Disable fact gathering

  • Turn off facts that are not needed in a playbook by setting gather_facts: false. If only a few facts are required, it is also possible to limit fact gathering by setting gather_subset. For more information on gather_subset, see the external Ansible module setup documentation.
  • Reducing fact gathering time is especially important when importing multiple playbooks from a top level playbook. Fact gathering will trigger for each imported playbook, potentially collecting the same information multiple times.

Avoid repeated conditionals with group_by and add_host

The group_by and add_host modules can both be used to dynamically generate new hosts groups for the Ansible inventory. These modules prove useful when hosts can be grouped according to a common property. Then, plays can be designed to only target that particular group. Examples of this might include grouping by operating system, hardware type, or a hardware property such as the presence of a GPU. Ansible can then use these to skip roles and tasks more efficiently than if the when conditional is applied.

group_by should be used when there are multiple named groups by which hosts can be grouped. For more information on using this module see See Ansible’s playbooks best practices guide.

Example of group_by:

- name: group by OS
  hosts: all
  tasks:
    - name: Classify hosts by OS
      group_by:
        key: os_{{ ansible_facts['distribution'] }}

- name: centOS playbook
  hosts: os_CentOS
  tasks:
    ...

add_host is useful for cases where the property is true or false. It allows users to create a new group consisting of only the hosts where the property is true. See Ansible’s documentation on the add host module for more information.

Example of add_host:

- name: group by a sample variable
  hosts: all
  tasks:
    - name: Add all hosts where sample_var is true to the new Sample group
      add_host:
        name: '{{ inventory_hostname }}'
        groups: sample_group
      when: sample_var

- name: Sample playbook
  hosts: sample_group
  tasks:
    ...

To target only a subset of a set of nodes, plays should use the following syntax. In this example the play is targeting only nodes in the sample group that are also in the Compute nodes group. & takes the intersection of the Compute and sample_group groups.

hosts: Compute:&sample_group

To target a set of nodes except the ones in the new group, plays should use the following syntax. In this example the play is targeting Compute nodes that are not a part of the sample group. ! negates the sample_group group, so that only Compute nodes that are not an image are targeted.

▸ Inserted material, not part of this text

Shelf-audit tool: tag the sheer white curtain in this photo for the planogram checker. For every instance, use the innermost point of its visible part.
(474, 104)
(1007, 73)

hosts: Compute:!sample_group

Avoid repeated conditionals with include_*

Use include_* (dynamic re-use) to skip multiple tasks at once when using conditionals. Ansible evaluates conditionals for every node in every task. This includes when the conditional is applied to a block, or a role imported with roles: or the import_role task. This is because these are static imports that are compiled at the beginning of the playbook, and the conditional is inherited by every task in the role or block. Evaluating these conditionals for each task may only take a second or two, but across the hundreds of tasks that might be part of a playbook, this can add up to significant wasted time. Instead use dynamic imports with the include_* tasks. Because these are evaluated at runtime, a conditional can skip the import of the role or tasks entirely, and is only evaluated once.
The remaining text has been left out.